Empty Sculpture

  • Mikala Dwyer
Empty Sculpture

Title

Empty Sculpture

Details

Production Date 2019
Collection(s) Collection Govett-Brewster Art Gallery. Acquired with generous support from the Govett-Brewster Foundation, the Artist and Hamish McKay Gallery.
Accession Number 2020/1
Media Plastic, hessian.
Measurements Approx. 4 x 2 x 2m

About

Mikala Dwyer’s Empty Sculpture attempts to make air visible, to capture something that is all around us, but we cannot usually see. The large-scale suspended plastic bubble traps air and reflects light, encouraging us to acknowledge the invisible substances all around.

Originally commissioned as part of Dwyer’s project Earthcraft, where it was suspended from an eight-metre-high ceiling in the Len Lye Centre’s Lower Ramp, the work responds directly to the beyond-human scale of the building. In Earthcraft, Dwyer combined geometric forms, materials and symbols, incorporating readymade objects and industrial materials alongside handmade and organic forms.
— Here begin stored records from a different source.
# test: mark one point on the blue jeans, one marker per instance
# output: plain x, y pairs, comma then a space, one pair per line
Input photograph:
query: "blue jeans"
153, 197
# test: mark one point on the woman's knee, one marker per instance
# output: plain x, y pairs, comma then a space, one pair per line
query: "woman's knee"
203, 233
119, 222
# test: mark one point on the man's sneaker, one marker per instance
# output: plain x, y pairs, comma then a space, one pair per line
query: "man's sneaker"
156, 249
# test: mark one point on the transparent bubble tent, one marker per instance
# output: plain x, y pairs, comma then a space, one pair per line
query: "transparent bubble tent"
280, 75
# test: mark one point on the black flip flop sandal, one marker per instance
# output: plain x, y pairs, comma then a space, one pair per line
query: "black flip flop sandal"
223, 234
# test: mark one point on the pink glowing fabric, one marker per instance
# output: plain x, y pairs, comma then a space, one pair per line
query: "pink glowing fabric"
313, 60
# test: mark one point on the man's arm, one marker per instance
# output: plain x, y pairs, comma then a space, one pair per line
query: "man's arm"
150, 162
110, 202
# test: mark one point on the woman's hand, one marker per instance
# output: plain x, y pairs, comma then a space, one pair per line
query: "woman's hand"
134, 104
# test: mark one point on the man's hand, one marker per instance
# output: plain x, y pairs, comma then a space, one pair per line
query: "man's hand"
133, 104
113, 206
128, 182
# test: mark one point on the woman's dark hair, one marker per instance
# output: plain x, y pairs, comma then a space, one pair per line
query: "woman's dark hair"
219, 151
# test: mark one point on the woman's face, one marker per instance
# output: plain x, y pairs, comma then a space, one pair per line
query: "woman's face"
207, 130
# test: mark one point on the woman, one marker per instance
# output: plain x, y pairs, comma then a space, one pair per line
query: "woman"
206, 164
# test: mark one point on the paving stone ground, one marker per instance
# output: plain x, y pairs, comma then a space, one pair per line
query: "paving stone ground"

Viewers must alter their path along a narrow straight space to avoid mobile-like arrangements hanging in space. This arrangement of forms, typical of Dwyer’s practice, poses questions about fiction and reality, time and space, and the mythologies people devise to make sense of the world.

Moulded forms like Empty Sculpture have appeared in Dwyer’s practice since 2002. Made from heated, vacuum-formed plastic, they take on a range of shapes and forms, and have appeared in a wide range of contexts—sometimes hanging, sometimes perched on the floor, sometimes even filled with soil and growing plants. Dwyer is reluctant to pin down any meaning or singular reading of the forms, but, as Robert Leonard noted, the shapes reference a history of sculptors manipulating matter to reduce the mass of an object and expand its volume as much as a space would allow—Fred Sandback’s lines of string, for instance. Inchoate and suggestive, they play upon a range of binary oppositions, floating in a zone between lightness and weight, artificial and organic.